Ce choix de matérialité, bien que techniquement anecdotique, est chargé de sens. Là où d’autres artistes numériques (comme Refik Anadol ou XCOPY) proposent des œuvres immatérielles ou codées dans une blockchain, Ai-Da revient au support traditionnel. Ce tableau devient alors un compromis rassurant, un pont entre l’ancien et le nouveau, qui séduit autant les collectionneurs traditionnels que les amateurs d’innovation.
La technologie, entre spectacle et oubli
L’œuvre d’Ai-Da, vendue à un prix record, a éclipsé celles de créateurs qui, eux, investissent leur temps et leur vision dans des projets numériques réfléchis. Pourquoi ? Peut-être parce qu’Ai-Da est, avant tout, un spectacle. Sa performance dépasse son tableau : elle parle, interagit, simule l’humanité. Mais que reste-t-il si l’on retire cette mise en scène ? Un programme algorithmique, complexe certes, mais dénué de toute volonté propre.
À l’inverse, les œuvres de Refik Anadol ou de Pak, bien que moins tangibles, sont l’expression directe d’une intention humaine. Elles incarnent une réflexion sur notre rapport au numérique, à l’immatériel, à l’avenir. Pourtant, ces artistes ont été relégués au second plan, victimes peut-être de l’attrait pour la nouveauté spectaculaire.
Ai-Da : Une révolution ou un miroir ?
L’histoire nous enseigne que l’art est souvent un miroir de son époque. Ai-Da, en ce sens, incarne parfaitement nos contradictions contemporaines : fascinés par la technologie, nous cherchons à la rendre humaine ; effrayés par l’immatériel, nous revenons à des objets palpables. Mais en glorifiant une œuvre issue d’un processus sans intention, ne risquons-nous pas d’effacer ceux qui, justement, incarnent encore la vision et la volonté humaine ?
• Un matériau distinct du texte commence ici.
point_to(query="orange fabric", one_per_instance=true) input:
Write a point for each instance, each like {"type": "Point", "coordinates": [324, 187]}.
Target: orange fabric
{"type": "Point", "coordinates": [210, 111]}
AI God est peut-être une œuvre d’art. Sotheby’s en a décidé ainsi, et je ne contesterai pas cette expertise. Mais elle est aussi un moment charnière, qui nous pousse à repenser notre rapport à la créativité, à l’intelligence artificielle, et à la matérialité. Si Ai-Da est une pionnière, alors que faisons-nous des artistes qu’elle laisse dans son sillage ? Cette œuvre, comme un talisman moderne, semble surtout révéler notre désir collectif de contrôler ce qui, paradoxalement, échappe à tout contrôle : l’avenir de l’art dans un monde de machines.